To do so, Pancer, who also works at the University of Maryland School of Medicine, and his colleagues created a library of 100 million yeast clones that each expressed a different lambody on their surface. Using a cell-sorting technique, they then screened the library for cells that could bind one of several glycans linked to disease, including one for HIV and two found on most types of cancer cells.

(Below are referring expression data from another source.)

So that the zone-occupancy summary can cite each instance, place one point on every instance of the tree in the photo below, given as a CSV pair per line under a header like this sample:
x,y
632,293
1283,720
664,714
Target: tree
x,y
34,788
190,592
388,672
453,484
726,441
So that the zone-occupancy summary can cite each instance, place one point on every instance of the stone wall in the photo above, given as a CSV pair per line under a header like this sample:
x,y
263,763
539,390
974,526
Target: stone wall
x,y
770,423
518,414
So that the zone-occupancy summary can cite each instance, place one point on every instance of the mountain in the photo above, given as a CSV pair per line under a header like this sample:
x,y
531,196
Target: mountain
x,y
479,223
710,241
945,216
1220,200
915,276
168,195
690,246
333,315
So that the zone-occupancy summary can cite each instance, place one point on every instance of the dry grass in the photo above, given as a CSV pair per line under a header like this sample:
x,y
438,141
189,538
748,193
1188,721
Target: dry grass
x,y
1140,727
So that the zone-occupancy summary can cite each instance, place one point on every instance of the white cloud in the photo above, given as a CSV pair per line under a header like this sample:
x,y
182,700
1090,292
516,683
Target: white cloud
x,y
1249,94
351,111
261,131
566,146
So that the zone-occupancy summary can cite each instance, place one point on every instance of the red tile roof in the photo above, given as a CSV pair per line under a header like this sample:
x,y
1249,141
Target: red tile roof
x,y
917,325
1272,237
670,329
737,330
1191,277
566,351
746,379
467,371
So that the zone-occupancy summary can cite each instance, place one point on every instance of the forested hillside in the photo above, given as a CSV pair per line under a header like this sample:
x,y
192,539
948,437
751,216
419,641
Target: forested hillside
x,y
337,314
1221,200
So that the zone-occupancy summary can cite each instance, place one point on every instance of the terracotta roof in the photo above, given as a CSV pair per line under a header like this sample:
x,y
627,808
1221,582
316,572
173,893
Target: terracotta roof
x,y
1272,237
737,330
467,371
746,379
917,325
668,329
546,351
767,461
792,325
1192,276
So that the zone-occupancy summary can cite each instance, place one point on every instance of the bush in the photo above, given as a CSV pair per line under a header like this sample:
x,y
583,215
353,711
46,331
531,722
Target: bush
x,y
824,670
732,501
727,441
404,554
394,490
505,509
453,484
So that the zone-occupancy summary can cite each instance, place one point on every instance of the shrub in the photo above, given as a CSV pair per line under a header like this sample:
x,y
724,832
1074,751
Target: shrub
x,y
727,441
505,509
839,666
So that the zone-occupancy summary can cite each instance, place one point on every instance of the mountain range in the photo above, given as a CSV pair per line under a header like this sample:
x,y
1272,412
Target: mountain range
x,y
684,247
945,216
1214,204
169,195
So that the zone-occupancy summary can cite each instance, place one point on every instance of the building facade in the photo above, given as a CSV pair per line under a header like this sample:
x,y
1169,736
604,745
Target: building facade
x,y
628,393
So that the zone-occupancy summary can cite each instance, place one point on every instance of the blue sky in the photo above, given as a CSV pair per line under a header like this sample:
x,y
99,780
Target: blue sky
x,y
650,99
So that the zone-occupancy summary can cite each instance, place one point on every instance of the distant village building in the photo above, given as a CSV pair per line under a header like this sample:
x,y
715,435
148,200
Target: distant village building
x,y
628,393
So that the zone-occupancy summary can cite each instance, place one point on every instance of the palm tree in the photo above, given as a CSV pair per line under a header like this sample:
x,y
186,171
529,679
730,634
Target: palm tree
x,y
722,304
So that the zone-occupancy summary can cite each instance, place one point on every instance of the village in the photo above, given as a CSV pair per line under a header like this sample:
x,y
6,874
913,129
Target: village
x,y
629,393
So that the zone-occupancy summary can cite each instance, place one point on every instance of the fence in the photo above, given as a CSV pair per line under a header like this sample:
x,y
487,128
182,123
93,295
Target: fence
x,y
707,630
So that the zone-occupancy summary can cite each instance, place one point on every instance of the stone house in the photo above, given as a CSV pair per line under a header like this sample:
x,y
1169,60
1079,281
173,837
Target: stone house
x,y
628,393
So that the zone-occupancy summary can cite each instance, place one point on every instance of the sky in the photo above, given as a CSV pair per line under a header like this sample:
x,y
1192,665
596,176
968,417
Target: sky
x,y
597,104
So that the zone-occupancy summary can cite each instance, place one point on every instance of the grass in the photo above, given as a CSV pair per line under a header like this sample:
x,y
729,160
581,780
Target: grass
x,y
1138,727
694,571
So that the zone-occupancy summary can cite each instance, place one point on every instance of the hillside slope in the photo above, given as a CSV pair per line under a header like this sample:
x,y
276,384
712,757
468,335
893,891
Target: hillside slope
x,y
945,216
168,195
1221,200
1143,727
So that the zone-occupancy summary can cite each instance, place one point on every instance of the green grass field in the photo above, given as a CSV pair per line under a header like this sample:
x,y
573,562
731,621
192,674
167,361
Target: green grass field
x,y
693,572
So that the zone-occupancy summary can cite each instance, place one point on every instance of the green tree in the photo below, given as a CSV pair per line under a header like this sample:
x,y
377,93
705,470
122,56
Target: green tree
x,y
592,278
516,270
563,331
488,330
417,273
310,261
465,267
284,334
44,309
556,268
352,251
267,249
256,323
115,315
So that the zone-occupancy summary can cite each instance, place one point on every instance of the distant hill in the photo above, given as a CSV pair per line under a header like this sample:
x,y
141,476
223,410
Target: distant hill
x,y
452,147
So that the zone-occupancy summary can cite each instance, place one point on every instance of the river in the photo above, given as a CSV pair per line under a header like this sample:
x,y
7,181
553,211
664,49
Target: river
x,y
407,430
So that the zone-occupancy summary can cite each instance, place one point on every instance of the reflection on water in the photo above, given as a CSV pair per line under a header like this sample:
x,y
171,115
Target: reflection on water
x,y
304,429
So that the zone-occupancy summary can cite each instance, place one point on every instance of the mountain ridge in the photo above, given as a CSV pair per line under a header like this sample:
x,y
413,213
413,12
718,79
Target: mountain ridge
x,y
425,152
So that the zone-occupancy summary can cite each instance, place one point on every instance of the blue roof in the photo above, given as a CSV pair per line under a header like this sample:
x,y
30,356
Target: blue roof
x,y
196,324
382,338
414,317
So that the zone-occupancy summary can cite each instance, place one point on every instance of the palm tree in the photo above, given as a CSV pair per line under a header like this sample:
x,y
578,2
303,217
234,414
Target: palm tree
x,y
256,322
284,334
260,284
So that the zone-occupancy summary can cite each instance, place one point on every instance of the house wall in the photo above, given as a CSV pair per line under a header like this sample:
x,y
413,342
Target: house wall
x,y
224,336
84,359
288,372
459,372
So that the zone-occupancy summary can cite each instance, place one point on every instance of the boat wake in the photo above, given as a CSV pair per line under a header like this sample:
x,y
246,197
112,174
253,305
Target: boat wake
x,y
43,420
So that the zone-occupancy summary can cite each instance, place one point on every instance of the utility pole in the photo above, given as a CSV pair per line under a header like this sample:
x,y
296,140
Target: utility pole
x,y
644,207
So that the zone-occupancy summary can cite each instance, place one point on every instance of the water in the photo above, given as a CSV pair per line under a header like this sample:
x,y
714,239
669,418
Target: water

They identified lambodies with affinities up to 100 times greater than that of conventional antibodies for these biomarkers. The lambodies also were highly selective for the biomarkers when the team tested them against hundreds of other glycans on a microarray.

Pancer speculates that lambodies are such tight and specific glycan binders because the protein structure that interacts with the glycan has a highly variable sequence and a rigid structure. The rigid structure may help immobilize the flexible glycan, while the high sequence variability increases binding specificity.

The group is working to develop a lambody-based diagnostic biosensor to detect glycan biomarkers of cancer in patients’ blood, urine, or saliva.

Pauline Rudd, professor of glycobiology at University College Dublin, calls the lambodies “gold dust,” because they’ll be valuable to the cancer biomarker field. She points out another advantage lambodies have over conventional antibodies: They’re smaller, potentially allowing them to penetrate deep into cancer tissue for drug delivery, she says.